By Matt Tracy
WASHINGTON (Reuters) -Optimism in the U.S. market for commercial real estate financing witnessed its second largest drop ever in the first quarter, triggered by President Donald Trump’s new tariff policies, a new survey found.
In a survey of CRE financing participants conducted from March 31 to April 7, the CRE Finance Council said Wednesday that optimism in the sector fell 30.5% since the fourth quarter. The quarterly decline is exceeded only by the onset of the Covid-19 pandemic at the start of 2020.
Eighty percent of those surveyed said they expected economic conditions to worsen over the next 12 months, versus just 12% saying so in the fourth quarter of 2024, according to the survey. Half of those surveyed said they expect worsening CRE market conditions over the next 12 months.
Six in 10 respondents pointed to increasing risk tied to the Trump administration’s trade policies and rising geopolitical tensions for their outlooks. Sixty percent of those surveyed post-‘Liberation Day’ said they were concerned about rising construction costs as a result of the new tariffs.
Just under 70% said they expected the office sector to suffer as a result of cancellations in federal government building leases by the Department of Government Efficiency.
“The dramatic drop in our Sentiment Index clearly signals concern, but beneath the headline numbers we see pockets of cautious optimism, particularly regarding how lower interest rates might finally break the transaction logjam that has persisted through much of 2024,” Lisa Pendergast, president and CEO of CREFC, commented in a press release.

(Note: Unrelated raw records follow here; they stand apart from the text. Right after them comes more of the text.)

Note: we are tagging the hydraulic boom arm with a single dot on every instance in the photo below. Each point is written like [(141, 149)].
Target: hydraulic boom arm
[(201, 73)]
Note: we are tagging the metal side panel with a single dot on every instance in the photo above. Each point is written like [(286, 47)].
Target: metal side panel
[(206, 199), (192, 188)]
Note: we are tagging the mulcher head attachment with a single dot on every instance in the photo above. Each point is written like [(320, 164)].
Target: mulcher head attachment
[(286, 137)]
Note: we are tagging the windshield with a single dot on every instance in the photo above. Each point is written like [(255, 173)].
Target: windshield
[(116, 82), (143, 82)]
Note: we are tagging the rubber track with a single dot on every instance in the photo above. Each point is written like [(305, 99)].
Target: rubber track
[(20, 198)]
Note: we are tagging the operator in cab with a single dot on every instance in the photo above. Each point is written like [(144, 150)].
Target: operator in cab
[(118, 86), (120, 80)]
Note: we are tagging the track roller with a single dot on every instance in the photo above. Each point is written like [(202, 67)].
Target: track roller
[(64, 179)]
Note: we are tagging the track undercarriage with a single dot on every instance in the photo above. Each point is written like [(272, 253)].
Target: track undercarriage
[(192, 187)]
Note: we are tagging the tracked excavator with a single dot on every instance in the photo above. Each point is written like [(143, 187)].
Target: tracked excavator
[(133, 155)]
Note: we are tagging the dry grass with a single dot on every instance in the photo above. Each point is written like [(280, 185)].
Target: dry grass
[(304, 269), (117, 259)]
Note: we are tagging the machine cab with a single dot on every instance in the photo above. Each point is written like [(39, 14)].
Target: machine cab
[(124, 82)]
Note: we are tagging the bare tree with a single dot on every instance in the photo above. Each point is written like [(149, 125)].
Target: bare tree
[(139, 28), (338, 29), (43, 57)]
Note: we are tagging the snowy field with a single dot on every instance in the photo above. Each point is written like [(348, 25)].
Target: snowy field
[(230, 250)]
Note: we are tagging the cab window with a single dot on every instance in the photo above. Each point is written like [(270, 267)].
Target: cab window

“What makes this quarter’s survey particularly revealing is the stark contrast to last quarter’s record high sentiment, demonstrating how quickly market psychology can shift with changing economic policies,” she added.
Among the bright spots, eight in 10 respondents expected issuance of commercial mortgage-backed securities, or CMBS, to either hold steady or post a moderate decline despite the shifting market. This comes on the heels of a strong fourth quarter for CMBS dealmaking, the CREFC noted.